One of the things I have learned is that where we thought that improved survival rates, improved protocols and cost-effective procedures were traditionally thought of as defining success of a medical director for a critical care unit, whether the unit is a typical ICU unit or one out on the streets, success is actually how you deal with and navigate through the daily political, and/or logistical problems that come up – whether it’s patient complaints, budgetary obstacles or bad interactions with colleagues. How you handle those different obstacles on a day-today basis is what really defines a good leader. Some might also say that critical care medical directors (be it EMS or ICU) who handled those obstacles and challenges well served for long periods of time and thus were able to have the better opportunity to improve outcomes. Leadership doesn’t require just being a nice person. It also requires being competent, having the data and at the same time being willing to understand the other person’s side and needs and being able to accomplish mutual goals for the patient’s sake. Ultimately it means being seen as a sincere patient advocate and not just someone looking out for his or her own needs. Simply, you are a team looking out for the patients. What defines a good leader is basically a person who is trusted.
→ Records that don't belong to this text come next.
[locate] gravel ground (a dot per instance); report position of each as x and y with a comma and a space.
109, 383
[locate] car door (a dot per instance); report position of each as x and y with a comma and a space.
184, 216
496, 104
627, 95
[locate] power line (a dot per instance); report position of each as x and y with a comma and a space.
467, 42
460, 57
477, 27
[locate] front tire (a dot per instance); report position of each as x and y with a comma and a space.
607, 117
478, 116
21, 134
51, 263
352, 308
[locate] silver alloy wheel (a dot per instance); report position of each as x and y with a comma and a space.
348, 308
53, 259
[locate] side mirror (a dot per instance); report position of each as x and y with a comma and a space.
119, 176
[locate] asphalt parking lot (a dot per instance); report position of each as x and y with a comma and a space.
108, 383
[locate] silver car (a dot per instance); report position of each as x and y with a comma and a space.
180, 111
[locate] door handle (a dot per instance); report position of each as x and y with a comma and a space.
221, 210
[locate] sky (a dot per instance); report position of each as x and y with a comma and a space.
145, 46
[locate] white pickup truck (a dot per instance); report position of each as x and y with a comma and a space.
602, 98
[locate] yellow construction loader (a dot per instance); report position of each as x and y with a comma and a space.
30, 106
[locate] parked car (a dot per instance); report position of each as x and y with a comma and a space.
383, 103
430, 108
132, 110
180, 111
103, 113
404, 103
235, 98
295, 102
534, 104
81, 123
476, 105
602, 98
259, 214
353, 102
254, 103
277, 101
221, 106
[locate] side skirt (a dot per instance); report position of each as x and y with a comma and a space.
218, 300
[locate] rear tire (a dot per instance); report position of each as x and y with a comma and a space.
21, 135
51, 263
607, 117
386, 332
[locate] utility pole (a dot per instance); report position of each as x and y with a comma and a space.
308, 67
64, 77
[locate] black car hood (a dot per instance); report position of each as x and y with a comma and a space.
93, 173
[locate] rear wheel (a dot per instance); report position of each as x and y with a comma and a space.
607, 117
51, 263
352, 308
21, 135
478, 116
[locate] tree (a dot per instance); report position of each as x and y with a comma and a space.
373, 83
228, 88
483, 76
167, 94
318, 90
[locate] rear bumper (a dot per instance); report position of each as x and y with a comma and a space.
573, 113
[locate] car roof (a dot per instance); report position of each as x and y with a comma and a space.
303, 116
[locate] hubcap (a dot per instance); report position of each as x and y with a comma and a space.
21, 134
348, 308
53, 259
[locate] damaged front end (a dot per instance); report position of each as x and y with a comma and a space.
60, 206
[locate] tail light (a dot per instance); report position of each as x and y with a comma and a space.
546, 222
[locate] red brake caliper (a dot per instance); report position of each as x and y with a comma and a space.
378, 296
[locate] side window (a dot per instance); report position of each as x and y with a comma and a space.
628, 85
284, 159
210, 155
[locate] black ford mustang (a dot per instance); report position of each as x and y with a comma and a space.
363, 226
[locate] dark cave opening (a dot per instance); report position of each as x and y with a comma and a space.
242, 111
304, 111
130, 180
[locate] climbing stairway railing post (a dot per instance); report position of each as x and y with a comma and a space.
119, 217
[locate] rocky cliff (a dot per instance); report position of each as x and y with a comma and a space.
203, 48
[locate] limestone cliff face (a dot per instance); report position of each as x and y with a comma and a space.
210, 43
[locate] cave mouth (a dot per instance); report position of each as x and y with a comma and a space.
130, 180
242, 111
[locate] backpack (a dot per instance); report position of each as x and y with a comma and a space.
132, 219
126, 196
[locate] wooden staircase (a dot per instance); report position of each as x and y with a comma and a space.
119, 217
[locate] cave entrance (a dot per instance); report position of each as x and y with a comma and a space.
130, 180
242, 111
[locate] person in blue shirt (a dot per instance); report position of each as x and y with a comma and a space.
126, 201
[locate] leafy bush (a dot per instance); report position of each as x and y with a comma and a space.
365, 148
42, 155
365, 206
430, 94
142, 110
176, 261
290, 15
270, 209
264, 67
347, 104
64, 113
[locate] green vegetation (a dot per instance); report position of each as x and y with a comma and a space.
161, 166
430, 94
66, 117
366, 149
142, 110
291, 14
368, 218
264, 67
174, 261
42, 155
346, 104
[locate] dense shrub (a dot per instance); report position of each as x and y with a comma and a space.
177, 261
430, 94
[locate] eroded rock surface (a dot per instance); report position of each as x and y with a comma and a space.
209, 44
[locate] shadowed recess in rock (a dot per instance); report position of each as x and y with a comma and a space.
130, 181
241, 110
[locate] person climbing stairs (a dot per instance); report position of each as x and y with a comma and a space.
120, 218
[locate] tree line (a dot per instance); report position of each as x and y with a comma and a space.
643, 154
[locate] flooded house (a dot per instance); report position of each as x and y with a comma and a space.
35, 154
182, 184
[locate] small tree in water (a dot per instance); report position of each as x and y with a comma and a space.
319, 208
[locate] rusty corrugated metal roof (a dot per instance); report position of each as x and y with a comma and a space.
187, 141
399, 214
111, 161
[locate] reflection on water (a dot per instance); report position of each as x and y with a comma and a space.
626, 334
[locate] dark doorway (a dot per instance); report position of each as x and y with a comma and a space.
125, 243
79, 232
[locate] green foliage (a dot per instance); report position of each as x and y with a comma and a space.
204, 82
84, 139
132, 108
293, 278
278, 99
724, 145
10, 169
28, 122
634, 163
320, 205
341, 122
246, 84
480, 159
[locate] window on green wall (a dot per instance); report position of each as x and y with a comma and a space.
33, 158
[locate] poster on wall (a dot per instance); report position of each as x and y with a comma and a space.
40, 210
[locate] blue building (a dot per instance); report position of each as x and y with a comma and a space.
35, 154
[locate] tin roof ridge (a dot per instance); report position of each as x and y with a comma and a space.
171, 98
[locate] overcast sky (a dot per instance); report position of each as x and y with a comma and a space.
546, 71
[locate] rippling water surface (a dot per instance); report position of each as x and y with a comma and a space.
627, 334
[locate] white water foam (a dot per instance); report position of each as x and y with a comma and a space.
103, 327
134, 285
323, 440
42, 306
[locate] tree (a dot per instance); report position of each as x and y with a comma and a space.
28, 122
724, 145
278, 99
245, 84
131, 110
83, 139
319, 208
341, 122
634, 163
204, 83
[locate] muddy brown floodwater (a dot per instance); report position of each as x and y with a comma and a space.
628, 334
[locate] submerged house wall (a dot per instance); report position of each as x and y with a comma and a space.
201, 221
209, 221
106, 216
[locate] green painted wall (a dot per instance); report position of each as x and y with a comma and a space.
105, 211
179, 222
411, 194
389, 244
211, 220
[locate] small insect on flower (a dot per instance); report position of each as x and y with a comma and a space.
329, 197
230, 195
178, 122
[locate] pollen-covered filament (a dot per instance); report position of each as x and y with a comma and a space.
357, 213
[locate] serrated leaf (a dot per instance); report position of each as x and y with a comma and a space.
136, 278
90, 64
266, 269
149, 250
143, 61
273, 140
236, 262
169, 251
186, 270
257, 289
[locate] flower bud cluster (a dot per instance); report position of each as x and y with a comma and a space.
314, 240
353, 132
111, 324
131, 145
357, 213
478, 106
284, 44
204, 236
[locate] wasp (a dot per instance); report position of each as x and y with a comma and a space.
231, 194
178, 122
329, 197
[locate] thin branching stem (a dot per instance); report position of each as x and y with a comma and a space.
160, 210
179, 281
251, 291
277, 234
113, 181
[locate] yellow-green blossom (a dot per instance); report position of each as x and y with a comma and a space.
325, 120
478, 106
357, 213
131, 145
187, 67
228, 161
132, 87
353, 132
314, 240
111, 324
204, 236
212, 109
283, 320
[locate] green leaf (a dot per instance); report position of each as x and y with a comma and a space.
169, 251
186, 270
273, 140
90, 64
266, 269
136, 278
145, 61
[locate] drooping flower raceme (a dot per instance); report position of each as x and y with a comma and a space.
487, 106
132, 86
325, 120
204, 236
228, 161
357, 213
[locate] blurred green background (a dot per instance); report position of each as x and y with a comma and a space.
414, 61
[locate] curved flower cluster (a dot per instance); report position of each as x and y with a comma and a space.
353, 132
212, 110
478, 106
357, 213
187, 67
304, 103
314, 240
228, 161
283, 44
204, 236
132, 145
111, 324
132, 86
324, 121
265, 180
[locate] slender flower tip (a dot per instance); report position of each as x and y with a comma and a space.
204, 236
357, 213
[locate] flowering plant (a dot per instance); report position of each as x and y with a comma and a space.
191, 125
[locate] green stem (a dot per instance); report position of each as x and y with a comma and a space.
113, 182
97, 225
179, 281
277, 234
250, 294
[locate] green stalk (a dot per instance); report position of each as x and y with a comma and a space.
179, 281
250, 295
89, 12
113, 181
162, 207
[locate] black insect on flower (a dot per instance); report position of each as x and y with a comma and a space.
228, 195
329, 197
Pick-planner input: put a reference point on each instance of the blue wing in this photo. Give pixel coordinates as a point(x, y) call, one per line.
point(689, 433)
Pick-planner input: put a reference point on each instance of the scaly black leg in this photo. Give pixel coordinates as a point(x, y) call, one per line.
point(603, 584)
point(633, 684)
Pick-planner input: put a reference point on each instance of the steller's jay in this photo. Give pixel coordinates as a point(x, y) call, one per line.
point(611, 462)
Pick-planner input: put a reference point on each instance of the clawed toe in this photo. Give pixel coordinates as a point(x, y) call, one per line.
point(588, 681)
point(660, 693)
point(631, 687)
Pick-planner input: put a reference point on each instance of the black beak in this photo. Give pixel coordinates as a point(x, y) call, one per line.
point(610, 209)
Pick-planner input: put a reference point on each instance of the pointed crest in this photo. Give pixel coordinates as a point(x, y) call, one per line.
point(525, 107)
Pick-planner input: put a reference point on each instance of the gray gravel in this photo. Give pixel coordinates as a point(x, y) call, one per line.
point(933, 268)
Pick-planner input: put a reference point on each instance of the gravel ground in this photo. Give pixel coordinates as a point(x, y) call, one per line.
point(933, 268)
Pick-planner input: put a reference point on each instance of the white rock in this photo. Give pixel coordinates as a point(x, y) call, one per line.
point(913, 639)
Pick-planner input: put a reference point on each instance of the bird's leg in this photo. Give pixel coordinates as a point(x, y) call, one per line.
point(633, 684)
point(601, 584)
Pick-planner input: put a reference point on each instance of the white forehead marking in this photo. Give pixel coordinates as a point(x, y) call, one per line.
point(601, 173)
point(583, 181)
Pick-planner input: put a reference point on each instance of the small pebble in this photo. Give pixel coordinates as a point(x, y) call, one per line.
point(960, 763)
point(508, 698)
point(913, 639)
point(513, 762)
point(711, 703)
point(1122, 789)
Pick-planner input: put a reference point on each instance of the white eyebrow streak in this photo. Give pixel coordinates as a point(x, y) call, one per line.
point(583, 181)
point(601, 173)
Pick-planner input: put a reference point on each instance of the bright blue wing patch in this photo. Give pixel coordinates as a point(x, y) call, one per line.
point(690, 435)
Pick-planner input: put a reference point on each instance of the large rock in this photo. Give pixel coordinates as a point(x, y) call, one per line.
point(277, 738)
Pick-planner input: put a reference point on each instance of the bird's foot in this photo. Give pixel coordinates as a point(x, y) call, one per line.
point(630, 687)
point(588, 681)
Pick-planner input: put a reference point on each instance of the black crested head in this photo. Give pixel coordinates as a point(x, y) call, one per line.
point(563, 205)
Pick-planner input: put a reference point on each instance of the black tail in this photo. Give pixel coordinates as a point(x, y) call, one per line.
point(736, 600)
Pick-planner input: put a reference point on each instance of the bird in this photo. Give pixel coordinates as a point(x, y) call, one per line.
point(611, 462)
You say that a gram of good pre-hospital care saves a kilogram of ICU care. Why is that?

My mantra over the years has been, “the earlier the intervention, the better the results”. For example, we introduced automated defibrillators at the airports in Chicago fifteen years ago. In the first year of implementation all nine people who collapsed in the counter and gate areas, where we had placed devices, survived neurologically intact. Most of them were waking before traditional EMS arrived. In the past, even if there was bystander CPR and rapid resuscitation by the medics, the patients still would be in a coma and remain in coma requiring intubation and mechanical ventilation in the ICU. Half of them would wake up — and half of them would not. Now, with such an intervention being provided so much earlier, by the public no less, it is a profound experience when every one of them is not only saved, but is waking up before arrival of paramedics. That was a classic example of “the earlier an intervention the better the results” and also the corollary, “a gram of good prehospital care saves a kilogram of ICU care” (Caffrey et al. 2002).

Another example is using Continuous Positive Airway Pressure (CPAP) in the field; we have learned that if we introduce CPAP early on we can prevent intubations. This means not only taking CPAP to the streets and in the ambulance, but into homes. With portable CPAP devices, we were able to prevent several hundreds of people from being intubated, once again because the earlier the intervention, the better result. By acting, literally within minutes, before the flash pulmonary oedema can progress too far, it is easier to reverse. The reason why this is so important is that it not only spares ICU resources, personnel and equipment, leaving ICU beds open, but it also prevents complications such as ventilator-associated pneumonia (VAP). As we are supposed to be accountable care organisations nowadays, this intervention does exactly what we want; we save money, spare resources and decrease the incidence of complications such as VAP. But, most importantly, we improve patient satisfaction. If this was my mother and she suddenly has flash pulmonary oedema and is drowning, she is terrified. But, then, if we have to come along and put a tube in her lungs in a very dramatic moment at the hospital, because of progressing lung and heart failure, she may ask to just let her die next time. Instead, today, we can come along and put a noninvasive mask on the patient’s face, and in moments they begin to feel much better.

In the end, that to me is what it is all about — providing better care for our patients and not just better management or treatment for our patients.


Caffrey SL, Willoughby PJ, Pepe PE et al. (2002) Public use of automated defibrillators. N Engl J Med, 347(16): 1242-7.